K. K. Karanth, Centre for Wildlife Studies, 224 Garden Apts, Vittal Malya Road, Bangalore, India 560001, and Wildlife Conservation Society, NY 10640, USA. E-mail: krithi.karanth@gmail.com

Abstract

A decline in species richness moving from equatorial regions to polar regions is a common, but not universal, macroecological pattern. Many studies have focused on this pattern, but few have focused on how the vital rates responsible for species richness patterns, local rates of species extinction and turnover, vary with latitude. We examine patterns of richness, turnover and extinction in North American avian communities inhabiting three ecoregions, using methods that account for failure to detect all species present.
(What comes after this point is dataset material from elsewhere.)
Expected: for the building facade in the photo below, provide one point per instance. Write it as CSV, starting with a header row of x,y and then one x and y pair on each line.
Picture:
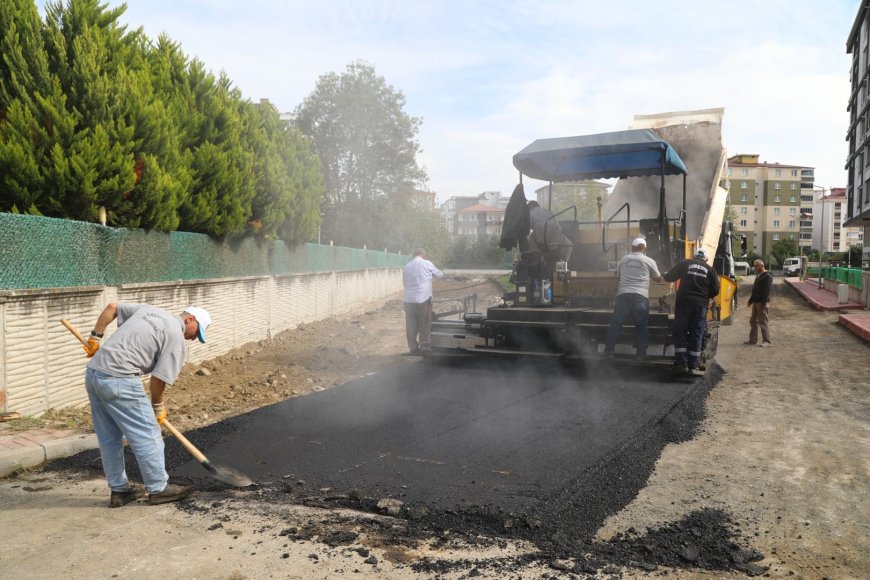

We use breeding bird point count data from > 1000 routes in the Breeding Bird Survey collected from 1982 to 2001 to estimate richness, extinction probability and turnover rates. Our analyses differ from others in 1) the use of annual estimates derived at specific locations rather than index data accumulated over numbers of years, 2) the use of estimators that incorporated detection probabilities and 3) a focus on dynamical processes (colonization, extinction) in addition to static patterns (species richness). We find average species richness estimates (48 to 135 species) increasing with latitude for all three regions, contradicting predictions based on the latitudinal diversity gradient. The estimated rates of extinction and turnover declined with latitude across the three ecoregions. We speculate that higher richness might be linked to periods of superabundant food supply in northern areas that support greater numbers of resident and migrant species. Our primary ecological conclusions are that the latitudinal gradient in species richness is reversed for North American birds in the studied ecoregions, and that both local extinction and turnover decrease from southern to northern latitudes. Thus, the vital rates that determine richness show evidence of greater stability and reduced dynamics in northern areas of higher richness. We recommend additional studies examining patterns of colonization, extinction and turnover in communities, that use clearly defined estimators that deal with detection probability.